Personal information
- Full name: Caleb Robinson
- Born: 13 May 1828 Otley, Yorkshire, England
- Died: 1906 (aged 77/78) Wharfedale, Yorkshire, England
- Batting: Unknown
- Bowling: Unknown

Domestic team information
- 1861–1862: Marylebone Cricket Club

Umpiring information
- FC umpired: 4 (1861–1874)

Career statistics
| Competition | First-class |
| Matches | 4 |
| Runs scored | 67 |
| Batting average | 9.57 |
| 100s/50s | –/– |
| Top score | 21 |
| Balls bowled | 289 |
| Wickets | 13 |
| Bowling average | 8.58 |
| 5 wickets in innings | – |
| 10 wickets in match | – |
| Best bowling | 4/20 |
| Catches/stumpings | 1/– |
- Source: Cricinfo, 25 September 2021

= Caleb Robinson =

English cricketer

Caleb Robinson (13 May 1828 – 1906) was an English professional first-class cricketer and umpire.

Robinson was born at Otley in May 1828. He was a professional cricketer and was associated with a number of club sides in the North of England. He first appeared in first-class cricket in 1860 for an England Next XIV against an England First XI at Lord's. In 1861 and 1862, he made four further first-class appearances for the Marylebone Cricket Club against Oxford University, Sussex, Hampshire and Middlesex.
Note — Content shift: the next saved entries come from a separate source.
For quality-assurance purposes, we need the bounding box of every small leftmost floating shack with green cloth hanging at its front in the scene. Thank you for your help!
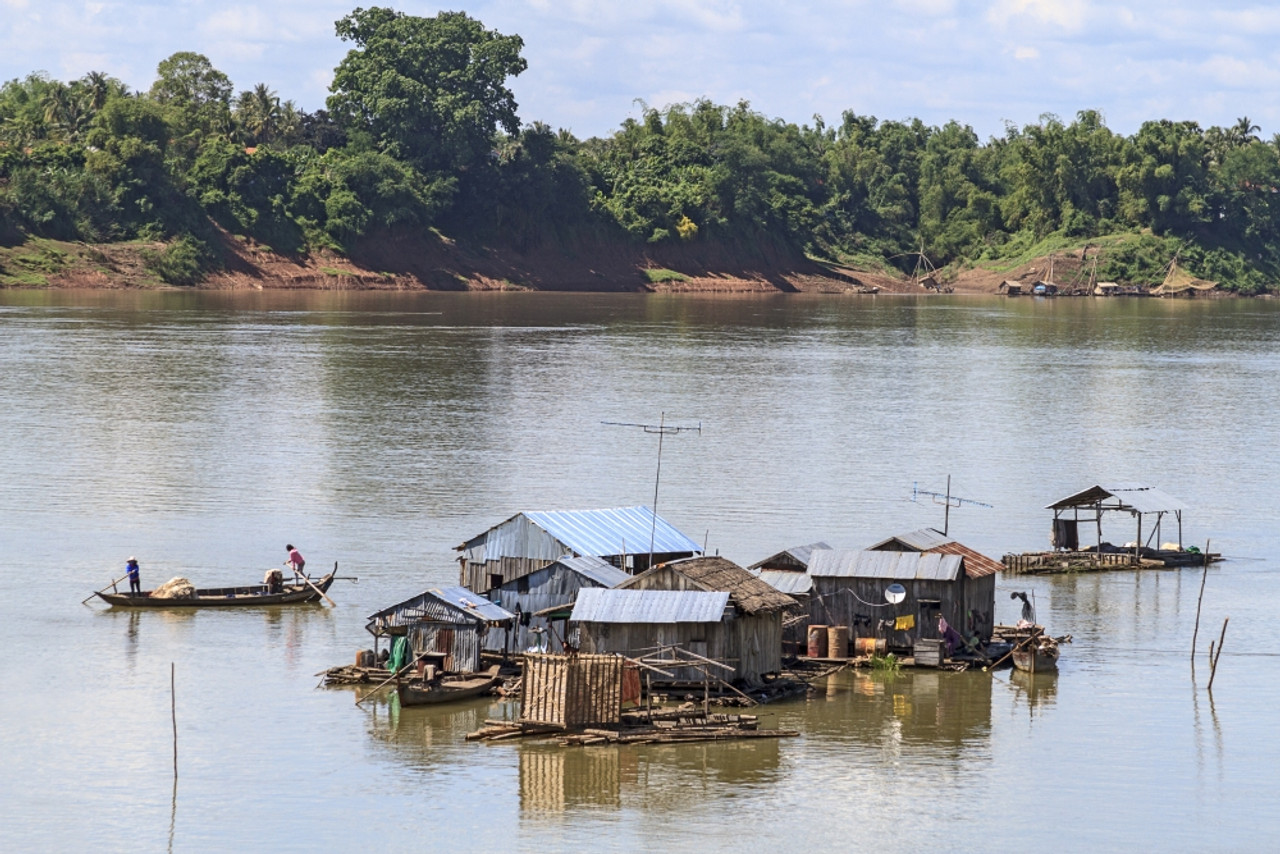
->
[365,588,516,673]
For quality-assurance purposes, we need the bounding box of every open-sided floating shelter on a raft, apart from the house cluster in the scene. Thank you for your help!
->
[1004,483,1222,574]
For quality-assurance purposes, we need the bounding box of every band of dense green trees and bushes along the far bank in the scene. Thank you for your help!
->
[0,6,1280,292]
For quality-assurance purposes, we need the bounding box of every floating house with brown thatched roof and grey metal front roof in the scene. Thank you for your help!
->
[572,557,796,684]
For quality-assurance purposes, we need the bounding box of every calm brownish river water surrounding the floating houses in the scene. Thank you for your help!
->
[0,292,1280,851]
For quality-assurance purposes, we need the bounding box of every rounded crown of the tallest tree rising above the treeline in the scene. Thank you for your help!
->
[328,6,527,172]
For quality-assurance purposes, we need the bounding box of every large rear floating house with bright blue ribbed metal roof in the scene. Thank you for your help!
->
[457,507,701,590]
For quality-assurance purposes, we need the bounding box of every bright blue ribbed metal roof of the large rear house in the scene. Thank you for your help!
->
[525,506,703,557]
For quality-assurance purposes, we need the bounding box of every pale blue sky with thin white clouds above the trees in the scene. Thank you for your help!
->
[0,0,1280,138]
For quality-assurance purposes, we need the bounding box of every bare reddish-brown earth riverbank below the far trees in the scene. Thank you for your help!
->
[0,232,1239,294]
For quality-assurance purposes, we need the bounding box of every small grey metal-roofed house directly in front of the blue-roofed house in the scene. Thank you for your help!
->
[484,554,631,652]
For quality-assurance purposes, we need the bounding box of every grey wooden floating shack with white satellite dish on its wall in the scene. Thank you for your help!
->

As a batsman, Robinson scored 67 runs in his five first-class matches, with a highest score of 21. As a bowler he took 13 wickets at a good average of 8.58, with best figures of 4 for 20. A benefit match was held between Otley and a United All-England Eleven for Robinson and fellow Otley cricketer William Swain in 1863, with the Otley side featuring Tom Emmett.

In the same year cricket took Robinson to the South West England, where he was employed as a cricket coach at Sherborne School in 1863. Besides a career as a professional player, Robinson also stood as an umpire in four first-class matches from 1861 to 1874. Robinson died in 1906 at Wharfedale, Yorkshire.